How Mollie Hemingway Introduced the Nation to Kermit Gosnell
A week ago today, I tweeted:
I have a feeling the #Gosnell story is about to explode despite the blatant bias of the mainstream media.
— Trevin Wax (@TrevinWax) April 11, 2013
One didn’t have to be a prophet to see that the story was on the rise. One only had to watch Mollie Hemingway in action.
For the past few weeks, coverage of the Kermit Gosnell murder trial has been virtually absent in the mainstream media. Noticing the lack of media attention to such an intriguing story, Mollie Hemingway (from the must-read blog Get Religion) began writing about the oversight.
As the details of the trial began to spread through outside channels, the silence of mainstream journalists became less and less excusable. Mollie kept blogging about the journalistic oversight. Then, she extended her protest to Twitter, publicly contacting journalists across the nation and asking them to explain their silence.
On Thursday, Kirsten Powers wrote an Op-Ed for USA Today that claimed American journalists had forgotten what should be on the front page. By Thursday night, Gosnell was trending on Twitter.
Social media outlets were rapidly spreading the news story. I was one of many who blogged about the story - registering my frustration with the way abortion stories are framed by journalists.
Gosnell in the National Spotlight
All day Friday, Kermit Gosnell was the top subject trending on Twitter. Anderson Cooper gave extensive coverage to the story on Friday night. Over the weekend, journalists covered the story of why there hadn’t been a story (which is not as good as actually covering the trial, but it’s a start).
Until the Boston Marathon bombing on Monday afternoon, the Gosnell story was top news across the nation, including CBS. What media critics had called a “blackout” had ended.

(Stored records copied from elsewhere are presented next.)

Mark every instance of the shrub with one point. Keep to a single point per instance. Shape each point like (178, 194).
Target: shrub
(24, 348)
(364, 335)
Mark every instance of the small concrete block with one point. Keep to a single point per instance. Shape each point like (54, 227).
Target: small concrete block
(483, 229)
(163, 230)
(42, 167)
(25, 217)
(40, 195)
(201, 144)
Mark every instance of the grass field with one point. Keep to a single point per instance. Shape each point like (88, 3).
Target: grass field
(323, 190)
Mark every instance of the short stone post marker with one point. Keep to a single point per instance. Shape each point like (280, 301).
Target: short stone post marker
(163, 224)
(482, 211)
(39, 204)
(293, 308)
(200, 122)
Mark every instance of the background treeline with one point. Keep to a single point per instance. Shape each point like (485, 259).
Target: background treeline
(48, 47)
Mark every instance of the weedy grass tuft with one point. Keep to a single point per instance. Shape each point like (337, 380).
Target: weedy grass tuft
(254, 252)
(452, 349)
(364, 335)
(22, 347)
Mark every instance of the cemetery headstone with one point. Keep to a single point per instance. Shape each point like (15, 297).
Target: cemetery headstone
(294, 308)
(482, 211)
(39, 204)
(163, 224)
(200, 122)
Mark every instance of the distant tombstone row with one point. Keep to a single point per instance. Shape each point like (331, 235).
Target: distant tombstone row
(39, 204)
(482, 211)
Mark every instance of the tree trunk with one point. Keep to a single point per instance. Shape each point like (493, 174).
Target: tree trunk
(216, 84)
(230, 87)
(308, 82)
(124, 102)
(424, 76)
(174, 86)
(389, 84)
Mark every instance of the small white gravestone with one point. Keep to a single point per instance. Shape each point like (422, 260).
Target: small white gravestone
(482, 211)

How Mollie Hemingway Changed the National Conversation
Without taking away from Kirsten Powers’ article or the thousands who blogged or tweeted about Gosnell, I believe Mollie Hemingway deserves most of the credit for causing respected journalists to give this story a second look. For example, when Sarah Kliff claimed Gosnell was a local crime story without policy implications, Mollie pressed her on the silliness of that excuse. Later, Sarah admitted she’d been wrong. Newsweek followed suit.
So what did Mollie do right? Several things.
1. She was an informed, credible voice on the issue.
Mollie knows the ins and outs of journalism. She also demonstrated an awareness of the issues related to the trial. She was not a blogger passing on conspiracy theories or someone always ranting against media bias on right-wing websites. She had both information and credibility, and she put both to good use. For that reason, people paid attention.
Too often, people are willing to speak before they have built up credibility (e.g., almost all bloggers and people on Twitter). Others are afraid to expend their capital when it is needed (e.g., many Christians academics at secular colleges).
2. She didn’t just complain; she pushed.
Mollie didn’t use Twitter to gripe about the mainstream media. She personally approached stakeholders and journalists.
Twitter allowed Mollie to make personal contact with a reporter, but with lots of people eavesdropping. The effect was that her challenges to the reporter had some pressure and accountability built into them.
In short, she revealed the blind spot of a number of respected journalists, not by slamming them, but by pressing them on their coverage of stories.
3. She devoted time and attention to a serious issue worthy of conversation.
Journalists understand there are many issues related to abortion that are open for debate and discussion. It seems like we most often see stories about the chipping away of access to abortion in red states, or the unwise comments from pro-life politicians on exceptional cases.
Mollie pushed the Gosnell case because it was totally deserving of attention. It was also one of the first cases that puts the conflicted conscience of Americans on abortion (particularly late-term) on full display.
It’s important to have informed, credible people involved in all levels of journalism. These are the people who can gently and firmly expose the blind spots in how journalists direct our national conversation on volatile issues like abortion.
For example, it is sadly ironic that the article in which Sarah Kliff reports on Gosnell’s crimes is tagged “reproductive health.” Why not “human rights?” There is continued bias in the way journalists discuss the issue of abortion (or, in this case, infanticide!).
We’ve got a long way to go. But last week was something of a breakthrough.
Mollie Hemingway shows that, in a world where media coverage is no longer chained to mainstream outlets, one person can make a big difference.